Ganz anders verlief das Leben von Leonhard Euler, der in Basel als Sohn eines Pfarrers geboren wurde, der trotz Leonhards Begeisterung für die Mathematik für ihn ein Theologiestudium vorgesehen hatte. Das Wunderkind schrieb sich allerdings schon mit 13 Jahren an der Universität ein und legte im Alter von 16 eine Dissertation über die Werke von Newton und Descartes vor, der er mit 19 Jahren eine zweite über das Thema Schallausbreitung folgen ließ. Später gewann er zwölf Mal den Preis der Pariser Akademie der Wissenschaften und wurde nicht nur durch seine ungewöhnliche Produktivität (866 Publikationen) der wohl bedeutendste Mathematiker des 18. Jahrhunderts. Seine Erkenntnisse zu komplexen Zahlen, in der Analysis, Zahlentheorie und Geometrie, aber auch in angewandten Wissenschaften wie der Mechanik von Flüssigkeiten und starren Körpern waren bahnbrechend und begründeten oft das entsprechende Forschungsgebiet. Persönlich offenbar unscheinbar und wenig verbindlich, zerstritt er sich mit König Friedrich II. von Preußen und folgte schließlich einer Einladung von Zarin Katharina der Großen nach Petersburg, wo er bis an sein Lebensende forschte.

Denker hier, Macher dort

Zweifellos übertrafen Eulers Leistungen, was Genialität, Tiefe und Abstraktion betrifft, in jeder Hinsicht jene von Franklin. Euler setzte den Grundstein für die mathematische Behandlung physikalischer Vorgänge, die bis hin zur Schrödingergleichung in der Quantenmechanik fortwirken sollte. Dies bedeutet nicht, dass seine abstrakte Herangehensweise nicht auch praktische Probleme gelöst hätte, aber eben auf höherem Niveau. Auch Carl Friedrich Gauß, der sich wie Franklin mit Landvermessung beschäftigte, drang wesentlich tiefer in die Materie ein und schuf die Grundlagen der Differenzialgeometrie, auf die Einstein später in seiner Allgemeinen Relativitätstheorie aufbauen sollte.
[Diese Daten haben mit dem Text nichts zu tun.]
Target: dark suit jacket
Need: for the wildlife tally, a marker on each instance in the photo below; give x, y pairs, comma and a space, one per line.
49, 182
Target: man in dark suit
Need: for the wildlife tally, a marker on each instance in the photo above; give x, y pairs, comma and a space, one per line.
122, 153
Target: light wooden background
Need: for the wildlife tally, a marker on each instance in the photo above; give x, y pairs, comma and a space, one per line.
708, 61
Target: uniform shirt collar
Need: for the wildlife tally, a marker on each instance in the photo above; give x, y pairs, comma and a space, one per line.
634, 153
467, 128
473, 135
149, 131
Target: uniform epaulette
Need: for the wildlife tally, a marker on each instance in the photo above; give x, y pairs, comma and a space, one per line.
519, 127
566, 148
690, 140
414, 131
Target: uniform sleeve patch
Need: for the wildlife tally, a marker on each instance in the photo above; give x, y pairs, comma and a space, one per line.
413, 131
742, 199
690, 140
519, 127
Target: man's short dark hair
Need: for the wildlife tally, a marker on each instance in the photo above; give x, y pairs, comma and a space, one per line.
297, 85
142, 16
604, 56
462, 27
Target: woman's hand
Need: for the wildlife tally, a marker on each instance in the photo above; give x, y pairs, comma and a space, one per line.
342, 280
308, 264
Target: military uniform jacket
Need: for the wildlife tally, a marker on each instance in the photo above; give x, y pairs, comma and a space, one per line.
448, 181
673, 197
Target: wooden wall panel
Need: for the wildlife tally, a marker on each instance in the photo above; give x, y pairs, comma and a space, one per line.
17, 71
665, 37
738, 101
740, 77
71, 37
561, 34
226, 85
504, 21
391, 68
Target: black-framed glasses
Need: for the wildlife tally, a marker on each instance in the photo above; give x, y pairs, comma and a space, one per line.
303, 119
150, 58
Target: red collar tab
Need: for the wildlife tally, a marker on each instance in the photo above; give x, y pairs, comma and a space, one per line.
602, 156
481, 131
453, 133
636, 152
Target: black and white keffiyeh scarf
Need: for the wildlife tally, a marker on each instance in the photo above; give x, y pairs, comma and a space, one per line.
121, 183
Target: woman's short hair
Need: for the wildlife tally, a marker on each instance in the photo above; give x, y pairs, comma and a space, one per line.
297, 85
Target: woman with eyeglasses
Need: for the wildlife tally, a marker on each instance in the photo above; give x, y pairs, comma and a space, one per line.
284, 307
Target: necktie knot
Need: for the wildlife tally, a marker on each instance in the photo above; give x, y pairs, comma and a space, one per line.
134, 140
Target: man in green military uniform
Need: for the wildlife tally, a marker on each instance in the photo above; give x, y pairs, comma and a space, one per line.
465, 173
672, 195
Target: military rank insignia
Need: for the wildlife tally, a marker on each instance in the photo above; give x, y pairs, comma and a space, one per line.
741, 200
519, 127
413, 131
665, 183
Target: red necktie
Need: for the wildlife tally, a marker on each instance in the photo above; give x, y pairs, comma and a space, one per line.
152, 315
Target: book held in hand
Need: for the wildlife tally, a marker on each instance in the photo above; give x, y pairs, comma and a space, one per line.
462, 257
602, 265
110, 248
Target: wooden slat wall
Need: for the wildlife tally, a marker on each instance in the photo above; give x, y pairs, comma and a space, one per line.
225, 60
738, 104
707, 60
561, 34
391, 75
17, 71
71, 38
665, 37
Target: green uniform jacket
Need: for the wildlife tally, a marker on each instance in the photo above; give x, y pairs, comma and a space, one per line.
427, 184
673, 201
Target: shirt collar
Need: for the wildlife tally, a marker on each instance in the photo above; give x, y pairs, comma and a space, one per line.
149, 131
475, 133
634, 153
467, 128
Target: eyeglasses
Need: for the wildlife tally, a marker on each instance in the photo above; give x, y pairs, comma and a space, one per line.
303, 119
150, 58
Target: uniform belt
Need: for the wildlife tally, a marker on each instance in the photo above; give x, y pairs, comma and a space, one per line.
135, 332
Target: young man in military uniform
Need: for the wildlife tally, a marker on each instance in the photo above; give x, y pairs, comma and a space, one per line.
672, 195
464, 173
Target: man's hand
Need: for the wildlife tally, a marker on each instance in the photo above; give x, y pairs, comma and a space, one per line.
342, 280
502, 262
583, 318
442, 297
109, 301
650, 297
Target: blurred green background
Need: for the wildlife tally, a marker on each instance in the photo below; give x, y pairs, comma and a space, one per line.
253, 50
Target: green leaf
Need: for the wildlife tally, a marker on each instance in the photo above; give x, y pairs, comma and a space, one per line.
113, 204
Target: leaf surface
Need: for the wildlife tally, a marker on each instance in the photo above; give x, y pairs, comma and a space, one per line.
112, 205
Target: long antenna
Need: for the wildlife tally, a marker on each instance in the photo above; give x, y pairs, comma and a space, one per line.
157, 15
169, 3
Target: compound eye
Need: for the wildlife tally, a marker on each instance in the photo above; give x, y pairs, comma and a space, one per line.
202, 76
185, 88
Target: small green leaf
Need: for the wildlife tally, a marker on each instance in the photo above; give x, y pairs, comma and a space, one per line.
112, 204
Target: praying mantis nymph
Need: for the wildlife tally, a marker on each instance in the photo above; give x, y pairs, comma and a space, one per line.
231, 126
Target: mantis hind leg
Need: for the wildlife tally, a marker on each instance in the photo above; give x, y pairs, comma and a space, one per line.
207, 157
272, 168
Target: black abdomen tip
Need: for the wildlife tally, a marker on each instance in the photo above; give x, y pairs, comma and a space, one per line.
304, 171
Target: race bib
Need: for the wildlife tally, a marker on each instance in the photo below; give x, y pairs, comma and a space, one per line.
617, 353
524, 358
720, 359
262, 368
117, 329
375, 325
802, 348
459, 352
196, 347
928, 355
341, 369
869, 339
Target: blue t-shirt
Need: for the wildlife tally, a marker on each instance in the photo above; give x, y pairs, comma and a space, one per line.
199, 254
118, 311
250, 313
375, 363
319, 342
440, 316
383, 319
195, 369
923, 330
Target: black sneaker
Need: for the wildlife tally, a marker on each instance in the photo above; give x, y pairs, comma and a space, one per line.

»Wir wissen nichts, das ist das Erste. Deshalb sollten wir sehr bescheiden sein, das ist das Zweite. Dass wir nicht behaupten zu wissen, wenn wir nicht wissen, das ist das Dritte. Das ist die Einstellung, die ich gerne populär machen würde. Es besteht wenig Aussicht auf Erfolg.« – Karl Popper, österreichisch-britischer Wissenschaftsphilosoph

Dennoch kann man, wenn man den praktischen Nutzen für die Menschheit oder den Einfluss auf die Weltgeschichte zum Maßstab nimmt, die Ansicht vertreten, dass Franklin bedeutender war als Euler. Die von ihm überlieferten Aphorismen zeugen auch von einer Lebensweisheit, an die Euler wohl kaum heranreichte. Dies alles zeigt, dass die Kombination beider Denkweisen, für die Euler und Franklin exemplarisch stehen, der Menschheit das größte Potenzial bieten. Doch blieb die Tradition des tiefen philosophischen Nachdenkens in Amerika und damit in der heutigen westlichen Welt unterentwickelt. Vor allem einen Widerhall von Sokrates’ Erkenntnis »Ich weiß, dass ich nichts weiß« findet man eher selten.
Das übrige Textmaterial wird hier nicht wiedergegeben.